Stay Calm to Profit in This Bond Market
Rarely in my years of writing about bonds has a healthy market been so crucial to so many. Investors are pouring spectacular sums into bonds of every kind at the expense of stocks. The tally for the past 12 months is $200 billion into bond funds and $176 billion pulled from stock funds.
Those numbers beg the question: Is this a mania that could unravel quickly and disastrously? I put that question to a number of bond fund managers this spring.
Their answer: No, at least, not yet. But consider that if stocks swoon all summer, tens of billions more dollars will migrate to bonds out of fear. Prices of high-quality bonds, such as investment-grade corporates and municipals, will soar even higher, and their yields will shrink. And because current yields are already low by historical standards (ten-year AA-rated corporates are around 2.3%), bond prices won’t rise in 2012 unless a mania does take hold. Based purely on fundamentals, bond prices and yields should stick close to current levels in the months ahead. That won’t make you rich, but your principal will be safe and you’ll collect some interest.

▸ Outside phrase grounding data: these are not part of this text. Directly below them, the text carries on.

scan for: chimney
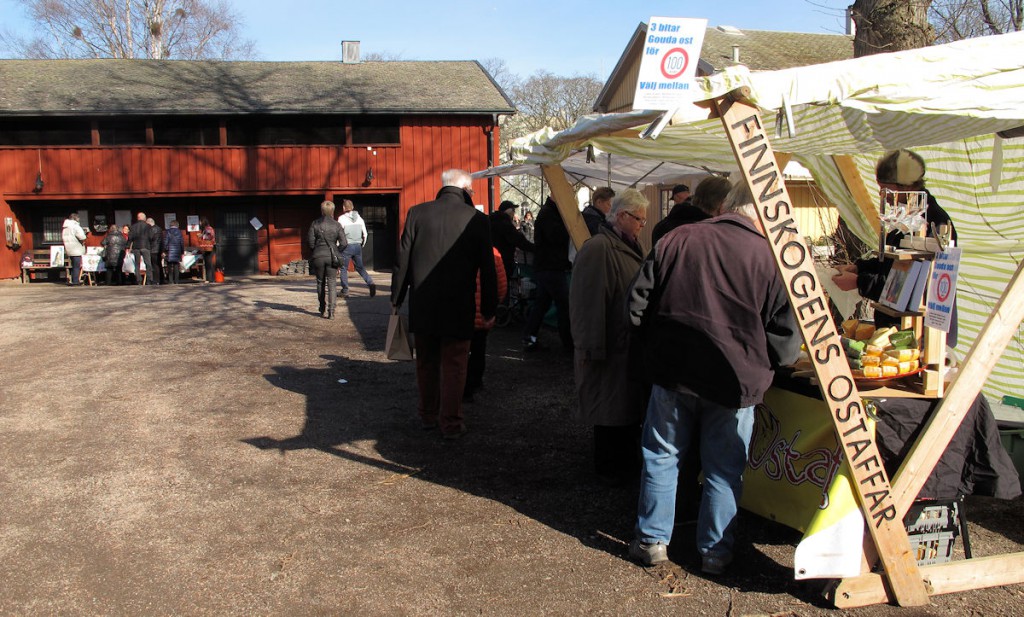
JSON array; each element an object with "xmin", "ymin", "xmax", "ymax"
[
  {"xmin": 731, "ymin": 45, "xmax": 740, "ymax": 63},
  {"xmin": 342, "ymin": 40, "xmax": 360, "ymax": 64},
  {"xmin": 845, "ymin": 6, "xmax": 857, "ymax": 36}
]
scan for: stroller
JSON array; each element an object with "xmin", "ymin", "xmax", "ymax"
[{"xmin": 495, "ymin": 260, "xmax": 535, "ymax": 328}]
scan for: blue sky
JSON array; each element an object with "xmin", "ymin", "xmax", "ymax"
[{"xmin": 1, "ymin": 0, "xmax": 852, "ymax": 78}]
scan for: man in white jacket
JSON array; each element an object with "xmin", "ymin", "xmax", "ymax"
[
  {"xmin": 62, "ymin": 212, "xmax": 87, "ymax": 286},
  {"xmin": 337, "ymin": 199, "xmax": 377, "ymax": 297}
]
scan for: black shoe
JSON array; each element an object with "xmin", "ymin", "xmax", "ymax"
[
  {"xmin": 326, "ymin": 309, "xmax": 334, "ymax": 319},
  {"xmin": 338, "ymin": 289, "xmax": 348, "ymax": 298},
  {"xmin": 319, "ymin": 305, "xmax": 326, "ymax": 317},
  {"xmin": 369, "ymin": 284, "xmax": 377, "ymax": 298}
]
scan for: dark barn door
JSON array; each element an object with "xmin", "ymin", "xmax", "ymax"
[
  {"xmin": 355, "ymin": 195, "xmax": 398, "ymax": 272},
  {"xmin": 219, "ymin": 210, "xmax": 258, "ymax": 275}
]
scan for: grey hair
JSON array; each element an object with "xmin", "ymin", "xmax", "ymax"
[
  {"xmin": 320, "ymin": 200, "xmax": 336, "ymax": 217},
  {"xmin": 606, "ymin": 188, "xmax": 649, "ymax": 224},
  {"xmin": 691, "ymin": 176, "xmax": 733, "ymax": 216},
  {"xmin": 146, "ymin": 217, "xmax": 155, "ymax": 225},
  {"xmin": 441, "ymin": 168, "xmax": 473, "ymax": 190},
  {"xmin": 721, "ymin": 181, "xmax": 759, "ymax": 221}
]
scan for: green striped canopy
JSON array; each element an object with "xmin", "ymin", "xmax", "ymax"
[{"xmin": 508, "ymin": 32, "xmax": 1024, "ymax": 400}]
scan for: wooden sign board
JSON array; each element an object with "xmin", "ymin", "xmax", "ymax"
[{"xmin": 714, "ymin": 89, "xmax": 929, "ymax": 606}]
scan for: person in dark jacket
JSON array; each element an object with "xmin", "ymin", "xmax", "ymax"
[
  {"xmin": 651, "ymin": 178, "xmax": 730, "ymax": 245},
  {"xmin": 147, "ymin": 217, "xmax": 163, "ymax": 285},
  {"xmin": 101, "ymin": 225, "xmax": 127, "ymax": 285},
  {"xmin": 627, "ymin": 180, "xmax": 801, "ymax": 575},
  {"xmin": 489, "ymin": 200, "xmax": 534, "ymax": 296},
  {"xmin": 127, "ymin": 212, "xmax": 152, "ymax": 286},
  {"xmin": 308, "ymin": 201, "xmax": 345, "ymax": 319},
  {"xmin": 391, "ymin": 169, "xmax": 498, "ymax": 439},
  {"xmin": 650, "ymin": 174, "xmax": 735, "ymax": 519},
  {"xmin": 163, "ymin": 220, "xmax": 186, "ymax": 284},
  {"xmin": 581, "ymin": 186, "xmax": 615, "ymax": 236},
  {"xmin": 522, "ymin": 197, "xmax": 573, "ymax": 351},
  {"xmin": 832, "ymin": 149, "xmax": 959, "ymax": 345}
]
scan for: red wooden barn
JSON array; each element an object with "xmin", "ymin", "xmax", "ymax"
[{"xmin": 0, "ymin": 56, "xmax": 515, "ymax": 280}]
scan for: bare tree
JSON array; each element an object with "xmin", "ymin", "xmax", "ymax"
[
  {"xmin": 1, "ymin": 0, "xmax": 256, "ymax": 60},
  {"xmin": 850, "ymin": 0, "xmax": 936, "ymax": 56},
  {"xmin": 360, "ymin": 50, "xmax": 407, "ymax": 61},
  {"xmin": 930, "ymin": 0, "xmax": 1023, "ymax": 41},
  {"xmin": 495, "ymin": 70, "xmax": 603, "ymax": 208},
  {"xmin": 479, "ymin": 57, "xmax": 519, "ymax": 94}
]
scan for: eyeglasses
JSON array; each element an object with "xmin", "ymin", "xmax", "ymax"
[{"xmin": 623, "ymin": 211, "xmax": 647, "ymax": 227}]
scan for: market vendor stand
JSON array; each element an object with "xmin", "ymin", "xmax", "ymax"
[
  {"xmin": 486, "ymin": 32, "xmax": 1024, "ymax": 609},
  {"xmin": 713, "ymin": 87, "xmax": 1024, "ymax": 608}
]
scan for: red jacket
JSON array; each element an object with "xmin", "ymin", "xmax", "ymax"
[{"xmin": 475, "ymin": 248, "xmax": 507, "ymax": 330}]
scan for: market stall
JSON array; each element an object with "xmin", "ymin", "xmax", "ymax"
[{"xmin": 482, "ymin": 31, "xmax": 1024, "ymax": 607}]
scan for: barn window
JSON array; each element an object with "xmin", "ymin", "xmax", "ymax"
[
  {"xmin": 153, "ymin": 118, "xmax": 220, "ymax": 146},
  {"xmin": 0, "ymin": 119, "xmax": 91, "ymax": 146},
  {"xmin": 99, "ymin": 120, "xmax": 147, "ymax": 145},
  {"xmin": 351, "ymin": 117, "xmax": 400, "ymax": 144},
  {"xmin": 41, "ymin": 216, "xmax": 63, "ymax": 244}
]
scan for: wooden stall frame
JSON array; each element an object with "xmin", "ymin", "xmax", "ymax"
[{"xmin": 711, "ymin": 87, "xmax": 1024, "ymax": 608}]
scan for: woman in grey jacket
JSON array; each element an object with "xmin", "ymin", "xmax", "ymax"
[{"xmin": 307, "ymin": 200, "xmax": 345, "ymax": 319}]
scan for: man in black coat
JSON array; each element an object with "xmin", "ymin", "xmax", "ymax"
[
  {"xmin": 392, "ymin": 169, "xmax": 498, "ymax": 439},
  {"xmin": 581, "ymin": 186, "xmax": 614, "ymax": 236},
  {"xmin": 522, "ymin": 197, "xmax": 573, "ymax": 351},
  {"xmin": 650, "ymin": 183, "xmax": 697, "ymax": 245},
  {"xmin": 127, "ymin": 212, "xmax": 152, "ymax": 286},
  {"xmin": 147, "ymin": 217, "xmax": 163, "ymax": 285},
  {"xmin": 489, "ymin": 201, "xmax": 533, "ymax": 295}
]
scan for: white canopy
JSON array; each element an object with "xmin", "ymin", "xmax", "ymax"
[{"xmin": 490, "ymin": 31, "xmax": 1024, "ymax": 400}]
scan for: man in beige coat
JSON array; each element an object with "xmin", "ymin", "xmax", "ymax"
[{"xmin": 569, "ymin": 188, "xmax": 650, "ymax": 486}]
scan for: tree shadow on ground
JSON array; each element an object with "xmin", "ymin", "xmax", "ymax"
[{"xmin": 241, "ymin": 322, "xmax": 840, "ymax": 602}]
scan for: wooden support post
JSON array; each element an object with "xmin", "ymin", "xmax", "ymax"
[
  {"xmin": 715, "ymin": 88, "xmax": 929, "ymax": 607},
  {"xmin": 833, "ymin": 155, "xmax": 882, "ymax": 235},
  {"xmin": 891, "ymin": 257, "xmax": 1024, "ymax": 512},
  {"xmin": 828, "ymin": 552, "xmax": 1024, "ymax": 609},
  {"xmin": 540, "ymin": 164, "xmax": 590, "ymax": 250}
]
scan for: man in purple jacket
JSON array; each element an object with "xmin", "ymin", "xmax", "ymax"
[{"xmin": 626, "ymin": 180, "xmax": 801, "ymax": 575}]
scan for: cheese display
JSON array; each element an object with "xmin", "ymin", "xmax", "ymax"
[{"xmin": 840, "ymin": 320, "xmax": 922, "ymax": 381}]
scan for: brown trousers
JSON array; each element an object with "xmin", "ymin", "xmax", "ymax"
[{"xmin": 414, "ymin": 333, "xmax": 471, "ymax": 434}]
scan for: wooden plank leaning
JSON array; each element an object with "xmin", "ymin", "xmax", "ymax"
[
  {"xmin": 833, "ymin": 154, "xmax": 882, "ymax": 235},
  {"xmin": 714, "ymin": 88, "xmax": 929, "ymax": 607}
]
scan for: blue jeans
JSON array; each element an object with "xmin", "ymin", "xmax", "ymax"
[
  {"xmin": 635, "ymin": 384, "xmax": 754, "ymax": 561},
  {"xmin": 339, "ymin": 243, "xmax": 374, "ymax": 291},
  {"xmin": 69, "ymin": 255, "xmax": 82, "ymax": 285}
]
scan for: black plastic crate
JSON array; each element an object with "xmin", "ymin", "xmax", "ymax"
[{"xmin": 905, "ymin": 500, "xmax": 960, "ymax": 565}]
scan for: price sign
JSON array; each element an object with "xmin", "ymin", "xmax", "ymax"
[{"xmin": 633, "ymin": 17, "xmax": 707, "ymax": 110}]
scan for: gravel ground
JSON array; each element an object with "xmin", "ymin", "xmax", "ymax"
[{"xmin": 1, "ymin": 273, "xmax": 1021, "ymax": 616}]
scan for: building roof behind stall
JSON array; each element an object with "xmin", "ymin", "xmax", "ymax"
[{"xmin": 0, "ymin": 59, "xmax": 515, "ymax": 117}]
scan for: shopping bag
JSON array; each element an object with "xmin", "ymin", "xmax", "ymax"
[
  {"xmin": 385, "ymin": 309, "xmax": 413, "ymax": 361},
  {"xmin": 122, "ymin": 252, "xmax": 136, "ymax": 274}
]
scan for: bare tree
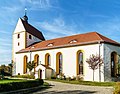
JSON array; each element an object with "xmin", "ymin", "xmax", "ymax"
[
  {"xmin": 27, "ymin": 61, "xmax": 35, "ymax": 72},
  {"xmin": 86, "ymin": 54, "xmax": 103, "ymax": 81}
]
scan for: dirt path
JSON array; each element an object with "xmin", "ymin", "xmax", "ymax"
[{"xmin": 31, "ymin": 80, "xmax": 114, "ymax": 94}]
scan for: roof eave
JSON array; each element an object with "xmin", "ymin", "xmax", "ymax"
[{"xmin": 16, "ymin": 41, "xmax": 102, "ymax": 54}]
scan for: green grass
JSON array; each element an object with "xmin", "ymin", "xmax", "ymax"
[
  {"xmin": 47, "ymin": 79, "xmax": 115, "ymax": 86},
  {"xmin": 0, "ymin": 79, "xmax": 26, "ymax": 84}
]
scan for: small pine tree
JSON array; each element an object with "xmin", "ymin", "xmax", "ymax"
[{"xmin": 86, "ymin": 54, "xmax": 103, "ymax": 81}]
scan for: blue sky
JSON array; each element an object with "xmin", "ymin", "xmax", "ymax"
[{"xmin": 0, "ymin": 0, "xmax": 120, "ymax": 65}]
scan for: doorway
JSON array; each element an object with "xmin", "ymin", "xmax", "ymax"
[{"xmin": 38, "ymin": 69, "xmax": 42, "ymax": 79}]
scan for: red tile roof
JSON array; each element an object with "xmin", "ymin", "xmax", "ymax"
[
  {"xmin": 21, "ymin": 18, "xmax": 45, "ymax": 41},
  {"xmin": 17, "ymin": 32, "xmax": 120, "ymax": 53}
]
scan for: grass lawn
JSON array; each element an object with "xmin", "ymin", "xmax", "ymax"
[
  {"xmin": 47, "ymin": 79, "xmax": 116, "ymax": 86},
  {"xmin": 0, "ymin": 79, "xmax": 26, "ymax": 84}
]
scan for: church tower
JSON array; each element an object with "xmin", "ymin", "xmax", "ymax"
[{"xmin": 12, "ymin": 11, "xmax": 45, "ymax": 75}]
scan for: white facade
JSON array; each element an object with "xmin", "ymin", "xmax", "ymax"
[{"xmin": 14, "ymin": 42, "xmax": 120, "ymax": 82}]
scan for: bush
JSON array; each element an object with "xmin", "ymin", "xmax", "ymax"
[
  {"xmin": 56, "ymin": 73, "xmax": 65, "ymax": 80},
  {"xmin": 14, "ymin": 74, "xmax": 35, "ymax": 79},
  {"xmin": 66, "ymin": 77, "xmax": 71, "ymax": 81},
  {"xmin": 71, "ymin": 76, "xmax": 76, "ymax": 80},
  {"xmin": 113, "ymin": 82, "xmax": 120, "ymax": 94},
  {"xmin": 0, "ymin": 79, "xmax": 44, "ymax": 92},
  {"xmin": 76, "ymin": 75, "xmax": 84, "ymax": 81},
  {"xmin": 51, "ymin": 74, "xmax": 56, "ymax": 79}
]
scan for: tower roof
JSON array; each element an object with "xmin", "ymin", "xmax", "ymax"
[
  {"xmin": 17, "ymin": 32, "xmax": 120, "ymax": 53},
  {"xmin": 22, "ymin": 7, "xmax": 28, "ymax": 22},
  {"xmin": 20, "ymin": 18, "xmax": 45, "ymax": 40}
]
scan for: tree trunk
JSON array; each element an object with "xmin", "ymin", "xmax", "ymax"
[{"xmin": 93, "ymin": 69, "xmax": 94, "ymax": 81}]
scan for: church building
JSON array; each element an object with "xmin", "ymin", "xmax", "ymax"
[{"xmin": 12, "ymin": 14, "xmax": 120, "ymax": 82}]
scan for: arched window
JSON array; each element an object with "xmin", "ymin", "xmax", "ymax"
[
  {"xmin": 23, "ymin": 55, "xmax": 28, "ymax": 74},
  {"xmin": 45, "ymin": 53, "xmax": 51, "ymax": 66},
  {"xmin": 77, "ymin": 50, "xmax": 84, "ymax": 75},
  {"xmin": 56, "ymin": 52, "xmax": 63, "ymax": 74},
  {"xmin": 34, "ymin": 54, "xmax": 39, "ymax": 68},
  {"xmin": 111, "ymin": 52, "xmax": 118, "ymax": 77}
]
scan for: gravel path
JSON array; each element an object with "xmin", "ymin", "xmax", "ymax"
[{"xmin": 32, "ymin": 80, "xmax": 114, "ymax": 94}]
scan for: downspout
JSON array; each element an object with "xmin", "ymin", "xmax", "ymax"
[{"xmin": 98, "ymin": 41, "xmax": 102, "ymax": 82}]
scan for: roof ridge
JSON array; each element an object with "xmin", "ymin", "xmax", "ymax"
[
  {"xmin": 95, "ymin": 32, "xmax": 119, "ymax": 43},
  {"xmin": 45, "ymin": 31, "xmax": 97, "ymax": 41},
  {"xmin": 94, "ymin": 32, "xmax": 105, "ymax": 41}
]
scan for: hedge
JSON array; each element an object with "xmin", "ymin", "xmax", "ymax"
[{"xmin": 0, "ymin": 79, "xmax": 43, "ymax": 92}]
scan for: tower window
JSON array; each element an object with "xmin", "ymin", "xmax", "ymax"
[
  {"xmin": 29, "ymin": 35, "xmax": 32, "ymax": 39},
  {"xmin": 17, "ymin": 34, "xmax": 20, "ymax": 39},
  {"xmin": 18, "ymin": 42, "xmax": 20, "ymax": 46}
]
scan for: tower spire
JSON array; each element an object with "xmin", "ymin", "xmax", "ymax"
[
  {"xmin": 22, "ymin": 7, "xmax": 28, "ymax": 22},
  {"xmin": 25, "ymin": 7, "xmax": 27, "ymax": 16}
]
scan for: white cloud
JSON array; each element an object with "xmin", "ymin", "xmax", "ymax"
[
  {"xmin": 0, "ymin": 5, "xmax": 21, "ymax": 25},
  {"xmin": 0, "ymin": 49, "xmax": 11, "ymax": 54},
  {"xmin": 1, "ymin": 6, "xmax": 20, "ymax": 12},
  {"xmin": 0, "ymin": 38, "xmax": 12, "ymax": 43},
  {"xmin": 0, "ymin": 30, "xmax": 11, "ymax": 34},
  {"xmin": 34, "ymin": 17, "xmax": 79, "ymax": 39},
  {"xmin": 1, "ymin": 43, "xmax": 12, "ymax": 47},
  {"xmin": 88, "ymin": 16, "xmax": 120, "ymax": 42},
  {"xmin": 20, "ymin": 0, "xmax": 58, "ymax": 11}
]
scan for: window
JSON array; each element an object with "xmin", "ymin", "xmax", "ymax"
[
  {"xmin": 47, "ymin": 43, "xmax": 53, "ymax": 47},
  {"xmin": 48, "ymin": 55, "xmax": 51, "ymax": 65},
  {"xmin": 77, "ymin": 50, "xmax": 84, "ymax": 75},
  {"xmin": 69, "ymin": 39, "xmax": 77, "ymax": 43},
  {"xmin": 56, "ymin": 52, "xmax": 63, "ymax": 74},
  {"xmin": 17, "ymin": 34, "xmax": 20, "ymax": 39},
  {"xmin": 111, "ymin": 52, "xmax": 118, "ymax": 77},
  {"xmin": 59, "ymin": 54, "xmax": 62, "ymax": 73},
  {"xmin": 23, "ymin": 55, "xmax": 28, "ymax": 74},
  {"xmin": 18, "ymin": 42, "xmax": 20, "ymax": 46},
  {"xmin": 34, "ymin": 54, "xmax": 39, "ymax": 68},
  {"xmin": 45, "ymin": 53, "xmax": 51, "ymax": 66},
  {"xmin": 29, "ymin": 35, "xmax": 32, "ymax": 39}
]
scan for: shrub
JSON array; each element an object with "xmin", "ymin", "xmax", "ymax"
[
  {"xmin": 56, "ymin": 73, "xmax": 65, "ymax": 80},
  {"xmin": 51, "ymin": 74, "xmax": 57, "ymax": 79},
  {"xmin": 66, "ymin": 76, "xmax": 71, "ymax": 81},
  {"xmin": 0, "ymin": 79, "xmax": 44, "ymax": 92},
  {"xmin": 14, "ymin": 74, "xmax": 35, "ymax": 79},
  {"xmin": 113, "ymin": 82, "xmax": 120, "ymax": 94},
  {"xmin": 76, "ymin": 75, "xmax": 84, "ymax": 81},
  {"xmin": 71, "ymin": 76, "xmax": 76, "ymax": 80}
]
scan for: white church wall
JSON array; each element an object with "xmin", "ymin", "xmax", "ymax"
[
  {"xmin": 12, "ymin": 18, "xmax": 26, "ymax": 75},
  {"xmin": 104, "ymin": 44, "xmax": 120, "ymax": 81},
  {"xmin": 14, "ymin": 18, "xmax": 26, "ymax": 33},
  {"xmin": 12, "ymin": 32, "xmax": 26, "ymax": 75},
  {"xmin": 16, "ymin": 42, "xmax": 120, "ymax": 82},
  {"xmin": 13, "ymin": 32, "xmax": 26, "ymax": 53},
  {"xmin": 16, "ymin": 43, "xmax": 105, "ymax": 81},
  {"xmin": 15, "ymin": 53, "xmax": 24, "ymax": 75}
]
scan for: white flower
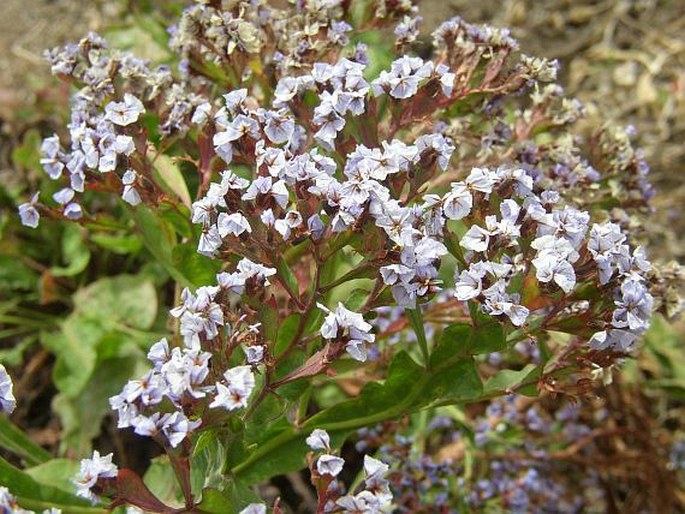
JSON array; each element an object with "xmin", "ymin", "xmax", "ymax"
[
  {"xmin": 191, "ymin": 102, "xmax": 212, "ymax": 125},
  {"xmin": 306, "ymin": 429, "xmax": 331, "ymax": 451},
  {"xmin": 454, "ymin": 264, "xmax": 487, "ymax": 301},
  {"xmin": 443, "ymin": 182, "xmax": 472, "ymax": 220},
  {"xmin": 244, "ymin": 345, "xmax": 265, "ymax": 364},
  {"xmin": 274, "ymin": 210, "xmax": 303, "ymax": 240},
  {"xmin": 198, "ymin": 225, "xmax": 222, "ymax": 256},
  {"xmin": 217, "ymin": 212, "xmax": 252, "ymax": 237},
  {"xmin": 380, "ymin": 264, "xmax": 414, "ymax": 286},
  {"xmin": 104, "ymin": 93, "xmax": 145, "ymax": 126},
  {"xmin": 74, "ymin": 450, "xmax": 118, "ymax": 502},
  {"xmin": 236, "ymin": 258, "xmax": 277, "ymax": 286},
  {"xmin": 466, "ymin": 167, "xmax": 496, "ymax": 194},
  {"xmin": 0, "ymin": 364, "xmax": 16, "ymax": 414},
  {"xmin": 317, "ymin": 454, "xmax": 345, "ymax": 476},
  {"xmin": 209, "ymin": 366, "xmax": 256, "ymax": 411},
  {"xmin": 264, "ymin": 110, "xmax": 295, "ymax": 144},
  {"xmin": 121, "ymin": 169, "xmax": 142, "ymax": 206},
  {"xmin": 460, "ymin": 225, "xmax": 490, "ymax": 253},
  {"xmin": 161, "ymin": 411, "xmax": 202, "ymax": 448},
  {"xmin": 532, "ymin": 253, "xmax": 576, "ymax": 293},
  {"xmin": 318, "ymin": 303, "xmax": 375, "ymax": 361},
  {"xmin": 64, "ymin": 202, "xmax": 83, "ymax": 220},
  {"xmin": 18, "ymin": 192, "xmax": 40, "ymax": 228}
]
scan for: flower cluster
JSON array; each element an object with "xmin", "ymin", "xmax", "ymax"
[
  {"xmin": 307, "ymin": 428, "xmax": 393, "ymax": 512},
  {"xmin": 10, "ymin": 0, "xmax": 681, "ymax": 511}
]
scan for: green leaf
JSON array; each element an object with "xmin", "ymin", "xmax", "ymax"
[
  {"xmin": 483, "ymin": 364, "xmax": 540, "ymax": 397},
  {"xmin": 52, "ymin": 334, "xmax": 142, "ymax": 455},
  {"xmin": 345, "ymin": 288, "xmax": 372, "ymax": 312},
  {"xmin": 25, "ymin": 458, "xmax": 80, "ymax": 494},
  {"xmin": 11, "ymin": 129, "xmax": 41, "ymax": 171},
  {"xmin": 190, "ymin": 435, "xmax": 226, "ymax": 497},
  {"xmin": 159, "ymin": 203, "xmax": 193, "ymax": 239},
  {"xmin": 431, "ymin": 324, "xmax": 471, "ymax": 367},
  {"xmin": 0, "ymin": 417, "xmax": 51, "ymax": 466},
  {"xmin": 143, "ymin": 455, "xmax": 184, "ymax": 507},
  {"xmin": 197, "ymin": 488, "xmax": 235, "ymax": 514},
  {"xmin": 134, "ymin": 206, "xmax": 193, "ymax": 287},
  {"xmin": 90, "ymin": 233, "xmax": 143, "ymax": 255},
  {"xmin": 172, "ymin": 243, "xmax": 222, "ymax": 288},
  {"xmin": 0, "ymin": 255, "xmax": 37, "ymax": 290},
  {"xmin": 233, "ymin": 349, "xmax": 483, "ymax": 484},
  {"xmin": 274, "ymin": 256, "xmax": 300, "ymax": 302},
  {"xmin": 196, "ymin": 479, "xmax": 261, "ymax": 513},
  {"xmin": 73, "ymin": 275, "xmax": 158, "ymax": 330},
  {"xmin": 274, "ymin": 315, "xmax": 300, "ymax": 356},
  {"xmin": 152, "ymin": 153, "xmax": 191, "ymax": 207},
  {"xmin": 433, "ymin": 322, "xmax": 506, "ymax": 358},
  {"xmin": 424, "ymin": 357, "xmax": 482, "ymax": 405},
  {"xmin": 0, "ymin": 456, "xmax": 103, "ymax": 512},
  {"xmin": 51, "ymin": 225, "xmax": 90, "ymax": 278},
  {"xmin": 43, "ymin": 320, "xmax": 100, "ymax": 398},
  {"xmin": 471, "ymin": 321, "xmax": 506, "ymax": 354}
]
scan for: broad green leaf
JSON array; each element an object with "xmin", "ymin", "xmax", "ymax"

But a danger does exist, many fund managers say. The problem is a new generation of bondholders who have grown used to bond prices that only rise or hold steady. These bondholders could sell if their funds drop more than a few pennies over a couple of days. Matthew Eagan, a Loomis Sayles bond-fund manager, says he tells clients not to sell when they see the fund fall 5%, which historically has been routine.
Let’s all hope bond newbies get the message, because when bond funds must sell assets to raise cash for redemptions, it gets ugly. Consider the fourth quarter of 2010, when most municipal bond funds lost 5%, and some more than 10%. This was after telegenic analyst Meredith Whitney caused a panic with unfounded rants about mass municipal bond defaults. If you’d have stayed put, or bought more on weakness, as Kiplinger’s and many others advised at the time, you would have made your money back and then some. At that time, educated investors quickly began to buy as tax-free yields moved higher than taxable Treasury yields. This was a rare and juicy opportunity, and it absolutely could repeat itself.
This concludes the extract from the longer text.